Bordeaux, la dernière des 5 bases sous-marine allemande du littoral français
La base sous-marine de Bordeaux est l’un des 5 verrous que les Allemands ont érigés sur le territoire français, pendant la Seconde Guerre mondiale, pour protéger la côte atlantique de toute velléité d’attaque par les Alliés. Elle est située dans le quartier portuaire de Bacalan et s’étale sur 42 000 m2, une surface correspondant à 235 mètres de long sur 160 de large et 600 000 m3 de béton. À Brest, La Rochelle, Lorient, Saint-Nazaire, l’Ot-Einsatzgruppe West – branche de l’Organisation Todt affiliée à la France – et la Kriegsmarine ont supervisé des travaux qui ont commencé à partir de la fin de l’année 1940. À Bordeaux, c’est en septembre 1941 qu’ils sont réalisés, sur les lieux mêmes où les Italiens avaient installé, un an plus tôt, une base sous-marine, la Betasom (Bordeaux Sommergibile)1.
19 mois de travaux furent nécessaires pour achever une construction pouvant mettre à l’abri et assurer la maintenance des sous-marins au retour de leur mission.
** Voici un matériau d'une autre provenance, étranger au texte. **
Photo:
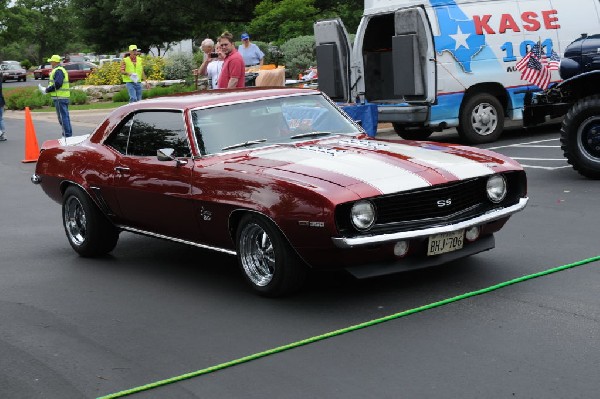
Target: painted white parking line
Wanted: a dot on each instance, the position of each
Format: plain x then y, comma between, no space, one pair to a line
538,159
540,146
545,167
522,144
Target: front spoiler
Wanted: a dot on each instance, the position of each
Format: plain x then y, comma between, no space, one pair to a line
351,242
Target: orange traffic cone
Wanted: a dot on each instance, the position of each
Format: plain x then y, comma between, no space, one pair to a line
32,150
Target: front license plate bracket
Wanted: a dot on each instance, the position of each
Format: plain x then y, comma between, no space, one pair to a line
445,242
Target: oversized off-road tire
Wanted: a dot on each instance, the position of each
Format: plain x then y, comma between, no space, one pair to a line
481,119
269,264
89,232
580,136
411,133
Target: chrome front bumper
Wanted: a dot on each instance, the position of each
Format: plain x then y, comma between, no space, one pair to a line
351,242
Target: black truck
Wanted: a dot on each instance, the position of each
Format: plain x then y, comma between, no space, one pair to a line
577,98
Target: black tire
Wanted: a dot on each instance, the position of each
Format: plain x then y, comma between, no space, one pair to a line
481,119
89,232
268,262
580,136
421,133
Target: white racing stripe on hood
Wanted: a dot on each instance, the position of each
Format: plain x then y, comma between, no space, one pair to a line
383,176
458,166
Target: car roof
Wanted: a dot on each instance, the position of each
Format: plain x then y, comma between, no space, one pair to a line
186,101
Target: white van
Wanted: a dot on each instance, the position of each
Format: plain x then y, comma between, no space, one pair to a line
435,64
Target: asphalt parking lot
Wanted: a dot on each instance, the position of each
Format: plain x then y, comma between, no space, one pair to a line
156,310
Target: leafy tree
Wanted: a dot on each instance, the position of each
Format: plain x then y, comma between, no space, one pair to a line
280,20
32,25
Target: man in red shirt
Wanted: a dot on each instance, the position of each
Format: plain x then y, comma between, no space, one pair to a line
233,73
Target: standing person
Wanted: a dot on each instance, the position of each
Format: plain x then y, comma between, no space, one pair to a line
60,91
132,71
233,73
250,52
212,66
2,104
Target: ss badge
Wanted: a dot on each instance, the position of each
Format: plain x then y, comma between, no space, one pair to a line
443,203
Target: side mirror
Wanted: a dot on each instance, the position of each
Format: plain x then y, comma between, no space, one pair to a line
166,154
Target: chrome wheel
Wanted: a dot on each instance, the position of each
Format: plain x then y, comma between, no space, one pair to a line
257,254
484,119
588,138
75,221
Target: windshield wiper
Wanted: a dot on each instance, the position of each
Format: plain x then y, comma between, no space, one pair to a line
310,134
244,144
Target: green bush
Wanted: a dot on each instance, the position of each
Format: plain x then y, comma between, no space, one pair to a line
159,91
179,66
20,98
298,55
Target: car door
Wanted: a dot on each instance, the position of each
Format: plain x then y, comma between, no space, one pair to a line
413,55
153,195
334,58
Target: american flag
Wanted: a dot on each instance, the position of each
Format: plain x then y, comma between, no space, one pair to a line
532,69
552,62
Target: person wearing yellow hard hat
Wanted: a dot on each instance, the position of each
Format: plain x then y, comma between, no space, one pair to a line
60,91
132,71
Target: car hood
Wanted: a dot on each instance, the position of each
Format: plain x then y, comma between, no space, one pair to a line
383,166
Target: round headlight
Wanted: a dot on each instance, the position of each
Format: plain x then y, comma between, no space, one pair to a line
363,215
496,188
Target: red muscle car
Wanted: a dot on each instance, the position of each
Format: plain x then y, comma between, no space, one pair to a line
282,179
Elle est la dernière des 5 bases sous-marines alors en activité en France, car si les travaux de La Rochelle avaient également commencé en 1941, ce site a vu ses activités se concrétiser progressivement, avant même l’achèvement du chantier.
Pour mener à bien le chantier de Bordeaux, les Allemands employèrent « 6 500 travailleurs dont plus du 1/3 sont des prisonniers républicains espagnols ». En 2012, un mémorial des Républicains espagnols a d’ailleurs été érigé aux abords de la base pour rendre hommage à ces hommes dont un certain nombre (ils seraient 70) a perdu la vie lors du chantier de construction.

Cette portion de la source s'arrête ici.